テーブルの上にサラダとチャーハンが並ぶ。あり合わせで作った割には、まともな料理ができた。丸い小さなテーブルに向かい合わせでちょこんと座る。あんなに何度も愛し合った後だというのに、何だか初めてデートするカップルのようだと思った。「いただきます」と手を合わせ、チャーハンを口に運ぶ。「おいしい?」とマリアが聞くと、頬張ったまま大きく頷く姿がまたかわいい。
 先ほどは年を聞いてごまかされたので、今度は何であんな店にきたのか訊ねた。すると、知り合いに教えてもらった、と言う。それでも徳二郎のような男には不釣り合いだとマリアが言うと、「何か違う……今まで行ったことのない所へ行きたかった」と言った。他にもいろいろ聞き出そうとしたが、徳二郎は自分のことはほとんど語らず、マリアのことを聞きたがった。
「“マリア”ってどう書くの?」
「ただの“マリア”よ。立花マリア。カタカナで“マリア”」
「じゃあ、本物のマリア様だね」
 徳二郎が思いもよらないことを言ったので、マリアはプッと吹き出してしまった。からかっているのか本気で言っているのか。真顔で言っている所を見ると、どうやら本気らしい。

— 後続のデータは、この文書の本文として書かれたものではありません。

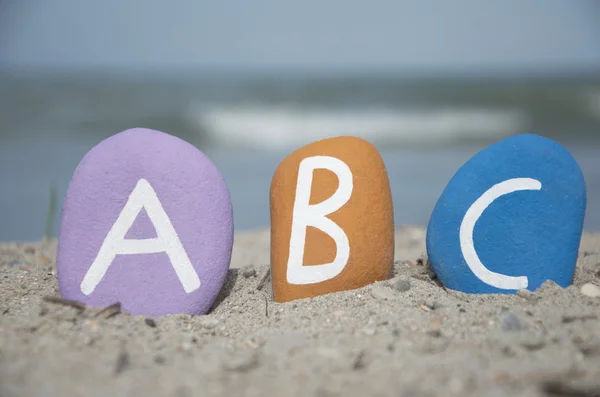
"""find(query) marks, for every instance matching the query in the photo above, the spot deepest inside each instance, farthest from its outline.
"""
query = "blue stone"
(511, 218)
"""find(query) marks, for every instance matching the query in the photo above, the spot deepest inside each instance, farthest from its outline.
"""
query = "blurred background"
(430, 83)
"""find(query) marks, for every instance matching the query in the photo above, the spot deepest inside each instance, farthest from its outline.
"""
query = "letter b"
(331, 230)
(305, 215)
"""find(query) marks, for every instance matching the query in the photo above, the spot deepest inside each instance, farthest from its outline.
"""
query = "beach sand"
(407, 336)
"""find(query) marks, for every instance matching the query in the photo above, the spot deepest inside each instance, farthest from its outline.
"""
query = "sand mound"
(407, 336)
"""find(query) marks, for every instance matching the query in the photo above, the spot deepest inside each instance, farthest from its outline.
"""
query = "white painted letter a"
(142, 197)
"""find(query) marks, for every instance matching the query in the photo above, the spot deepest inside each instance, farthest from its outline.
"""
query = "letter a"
(143, 196)
(305, 215)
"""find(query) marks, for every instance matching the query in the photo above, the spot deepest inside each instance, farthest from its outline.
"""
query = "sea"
(424, 127)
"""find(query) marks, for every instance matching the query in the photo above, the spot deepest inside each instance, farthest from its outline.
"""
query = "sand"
(407, 336)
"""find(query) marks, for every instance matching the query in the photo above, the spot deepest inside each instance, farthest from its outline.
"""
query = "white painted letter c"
(467, 226)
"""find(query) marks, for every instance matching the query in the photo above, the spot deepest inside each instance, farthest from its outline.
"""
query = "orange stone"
(332, 220)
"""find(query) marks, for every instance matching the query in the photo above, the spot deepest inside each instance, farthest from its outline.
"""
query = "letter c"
(467, 226)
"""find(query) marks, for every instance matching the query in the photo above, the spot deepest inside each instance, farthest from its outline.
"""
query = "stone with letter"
(332, 221)
(147, 222)
(511, 218)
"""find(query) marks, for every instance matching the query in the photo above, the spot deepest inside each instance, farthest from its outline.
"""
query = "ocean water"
(425, 130)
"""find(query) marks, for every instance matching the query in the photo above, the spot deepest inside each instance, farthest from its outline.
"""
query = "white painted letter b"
(305, 215)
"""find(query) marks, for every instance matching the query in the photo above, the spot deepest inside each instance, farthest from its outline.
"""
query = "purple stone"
(147, 222)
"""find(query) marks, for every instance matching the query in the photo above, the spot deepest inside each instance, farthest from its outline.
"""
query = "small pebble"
(243, 363)
(590, 290)
(436, 333)
(402, 285)
(209, 322)
(510, 322)
(382, 293)
(532, 343)
(525, 294)
(369, 331)
(249, 272)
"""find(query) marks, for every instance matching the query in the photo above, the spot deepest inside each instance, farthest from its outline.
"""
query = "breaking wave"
(279, 127)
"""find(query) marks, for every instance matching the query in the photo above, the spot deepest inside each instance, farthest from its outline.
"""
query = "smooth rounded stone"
(510, 219)
(590, 290)
(332, 221)
(147, 222)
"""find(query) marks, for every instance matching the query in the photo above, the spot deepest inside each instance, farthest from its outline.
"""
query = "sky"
(310, 35)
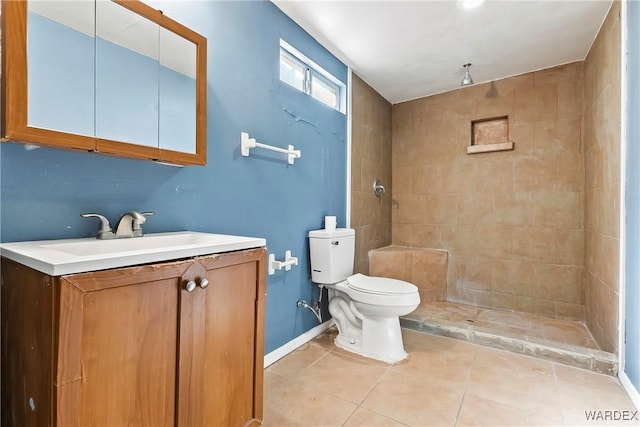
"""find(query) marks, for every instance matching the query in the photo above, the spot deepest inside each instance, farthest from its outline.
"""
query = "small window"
(305, 75)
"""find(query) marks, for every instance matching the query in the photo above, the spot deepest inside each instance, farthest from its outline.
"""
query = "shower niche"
(489, 135)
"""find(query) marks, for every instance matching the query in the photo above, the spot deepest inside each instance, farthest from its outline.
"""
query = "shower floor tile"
(563, 341)
(444, 382)
(522, 325)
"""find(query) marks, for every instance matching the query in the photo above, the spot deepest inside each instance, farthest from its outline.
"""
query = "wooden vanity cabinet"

「母さんが皮肉で付けたのよ。売春婦の子がマリアなんてお笑いだってね。そういう人」
「マリアって名前、 素敵だよ」
「ありがとう。徳二郎が言うと本当にそう思えてくるから不思議」
 そう、徳二郎の言葉は自分には魔法のような力を持っている。
 食事が済んでからもその日は1日中ベッドで過ごした。その間、徳二郎はマリアの生い立ちや過去を聞いてくる。マリアはその全てを徳二郎に正直に話した。心まで裸にされ、徳二郎に受け入れてもらいたかったからだ。しかし、徳二郎は自分の事は頑なに何も話さなかった。マリアはそれが寂しかった。